Fact is, these phone apps, software and websites all try their best to mimic calculators. Calculators aren’t trying to imitate phone apps.

I still have 10 calculator apps on my phone. They come in handy sometimes, but for day to day industrial strength number crunching I’m happy (and much more productive) with my big ol’ adding machine. I have the best of both worlds.

If you want to check out what is trending, be it in business or in fashion, check out twenty-something girls. In meetings or on the street, look at them. Specifically at their left wrists.

Young girls now wear watches. Big watches. Not Apple watches (that is an entirely different discussion) but analog watches with hour and minute hands. Watches that do nothing but tell time. Why? They could just look at their smartphone or tablet. Instead they’ve decided that a time-telling device is best for telling time.

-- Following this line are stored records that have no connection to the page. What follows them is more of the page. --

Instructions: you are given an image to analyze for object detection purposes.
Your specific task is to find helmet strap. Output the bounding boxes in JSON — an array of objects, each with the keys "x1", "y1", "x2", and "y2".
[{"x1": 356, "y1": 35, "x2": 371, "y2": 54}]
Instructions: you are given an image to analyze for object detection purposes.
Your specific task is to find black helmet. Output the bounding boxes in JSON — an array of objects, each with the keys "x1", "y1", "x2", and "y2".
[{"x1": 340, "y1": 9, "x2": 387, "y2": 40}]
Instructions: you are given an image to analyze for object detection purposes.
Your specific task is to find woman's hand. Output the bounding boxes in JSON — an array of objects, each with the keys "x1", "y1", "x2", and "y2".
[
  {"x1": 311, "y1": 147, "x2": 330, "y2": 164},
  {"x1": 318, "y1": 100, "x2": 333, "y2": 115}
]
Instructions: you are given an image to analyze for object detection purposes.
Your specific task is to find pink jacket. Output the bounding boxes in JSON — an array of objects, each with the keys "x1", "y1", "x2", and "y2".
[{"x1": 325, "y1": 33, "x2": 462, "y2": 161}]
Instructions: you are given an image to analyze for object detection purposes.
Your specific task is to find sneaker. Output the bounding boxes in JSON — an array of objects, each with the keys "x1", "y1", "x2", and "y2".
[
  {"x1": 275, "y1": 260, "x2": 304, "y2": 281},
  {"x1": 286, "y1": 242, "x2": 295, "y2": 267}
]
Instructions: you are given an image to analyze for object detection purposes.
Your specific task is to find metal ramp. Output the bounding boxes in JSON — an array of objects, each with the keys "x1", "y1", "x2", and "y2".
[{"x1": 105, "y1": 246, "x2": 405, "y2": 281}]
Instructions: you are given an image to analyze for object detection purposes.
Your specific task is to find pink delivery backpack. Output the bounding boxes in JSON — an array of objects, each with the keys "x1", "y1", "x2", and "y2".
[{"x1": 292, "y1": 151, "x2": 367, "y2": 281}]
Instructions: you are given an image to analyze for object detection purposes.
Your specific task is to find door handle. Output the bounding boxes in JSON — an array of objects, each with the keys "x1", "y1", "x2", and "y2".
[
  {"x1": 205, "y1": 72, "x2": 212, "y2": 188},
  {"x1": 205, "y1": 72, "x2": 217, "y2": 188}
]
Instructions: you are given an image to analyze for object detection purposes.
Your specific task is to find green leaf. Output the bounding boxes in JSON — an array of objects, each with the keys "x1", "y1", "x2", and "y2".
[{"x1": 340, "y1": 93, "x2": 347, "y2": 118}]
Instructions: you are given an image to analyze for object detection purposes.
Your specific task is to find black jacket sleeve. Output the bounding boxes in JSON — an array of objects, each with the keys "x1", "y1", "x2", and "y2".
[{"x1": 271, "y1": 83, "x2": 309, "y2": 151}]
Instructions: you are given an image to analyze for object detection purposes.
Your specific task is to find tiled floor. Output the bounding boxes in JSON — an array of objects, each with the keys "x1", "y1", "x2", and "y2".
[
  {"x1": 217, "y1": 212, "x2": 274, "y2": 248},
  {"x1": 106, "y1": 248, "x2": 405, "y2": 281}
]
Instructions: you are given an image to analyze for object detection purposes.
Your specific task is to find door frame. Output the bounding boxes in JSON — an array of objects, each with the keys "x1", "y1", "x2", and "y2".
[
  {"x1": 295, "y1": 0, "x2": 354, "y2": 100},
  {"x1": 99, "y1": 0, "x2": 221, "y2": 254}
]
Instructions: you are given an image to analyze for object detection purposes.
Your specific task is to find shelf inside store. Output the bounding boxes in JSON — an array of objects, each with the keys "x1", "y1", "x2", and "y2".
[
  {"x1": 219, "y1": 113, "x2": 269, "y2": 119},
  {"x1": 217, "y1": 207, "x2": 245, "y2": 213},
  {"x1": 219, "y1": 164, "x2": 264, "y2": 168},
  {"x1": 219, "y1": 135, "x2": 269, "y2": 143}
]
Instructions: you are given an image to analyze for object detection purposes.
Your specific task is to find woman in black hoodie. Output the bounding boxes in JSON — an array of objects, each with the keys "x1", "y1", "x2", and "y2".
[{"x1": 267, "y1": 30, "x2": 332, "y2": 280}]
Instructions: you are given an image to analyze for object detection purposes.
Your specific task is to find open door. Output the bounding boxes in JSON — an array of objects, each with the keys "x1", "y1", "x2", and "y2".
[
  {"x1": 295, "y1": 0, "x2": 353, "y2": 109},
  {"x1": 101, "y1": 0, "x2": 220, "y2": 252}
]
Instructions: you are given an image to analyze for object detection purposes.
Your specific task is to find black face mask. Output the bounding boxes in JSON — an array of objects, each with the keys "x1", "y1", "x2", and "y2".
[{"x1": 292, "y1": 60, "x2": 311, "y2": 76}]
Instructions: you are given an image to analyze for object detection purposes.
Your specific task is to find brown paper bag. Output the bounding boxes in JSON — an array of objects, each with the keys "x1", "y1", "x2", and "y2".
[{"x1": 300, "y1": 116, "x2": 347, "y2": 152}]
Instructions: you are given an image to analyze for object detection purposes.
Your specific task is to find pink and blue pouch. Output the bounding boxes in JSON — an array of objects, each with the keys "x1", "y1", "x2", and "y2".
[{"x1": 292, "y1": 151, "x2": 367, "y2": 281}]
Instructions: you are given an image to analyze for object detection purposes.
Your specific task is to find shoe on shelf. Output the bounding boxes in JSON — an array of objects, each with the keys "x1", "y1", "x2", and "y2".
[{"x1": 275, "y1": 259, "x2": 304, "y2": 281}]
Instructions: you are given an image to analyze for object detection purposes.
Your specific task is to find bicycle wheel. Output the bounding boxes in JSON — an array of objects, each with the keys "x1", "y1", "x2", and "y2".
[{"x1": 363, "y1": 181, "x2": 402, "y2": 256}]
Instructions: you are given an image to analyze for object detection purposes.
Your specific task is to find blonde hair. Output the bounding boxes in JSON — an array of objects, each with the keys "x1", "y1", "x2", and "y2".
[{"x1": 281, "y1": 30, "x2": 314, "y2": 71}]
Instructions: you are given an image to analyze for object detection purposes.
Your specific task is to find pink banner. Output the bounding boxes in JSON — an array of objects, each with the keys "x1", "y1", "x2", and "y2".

Young girls also like cute little notebooks. In meetings and seminars, they are taking notes with a pen on blank paper bound into books. Wise move, ladies. Smartphones and tablets in meetings make you look shallow and inattentive, even when you are using them for a legitimate purpose.

Taking notes on paper has the opposite effect. Not only do you look smarter, but you really are. Multiple studies have confirmed that taking notes manually increases retention whereas doing the same thing electronically has the opposite effect.

"We want to eliminate the stupid uses of paper, but we want to embrace the good uses," says Evernote, makers of the world’s most popular note-taking app. They give the app away, but appear to make a small fortune selling paper notebooks with moleskin covers.

Using a smartpen such as Livescribe’s Echo or Adonit’s Jotscript help your image, your brain and your filing system by digitizing your pen strokes as you write. Once again, you can have the best of both worlds.

There is a place for everything. Make sure you choose the right tool for the job at hand.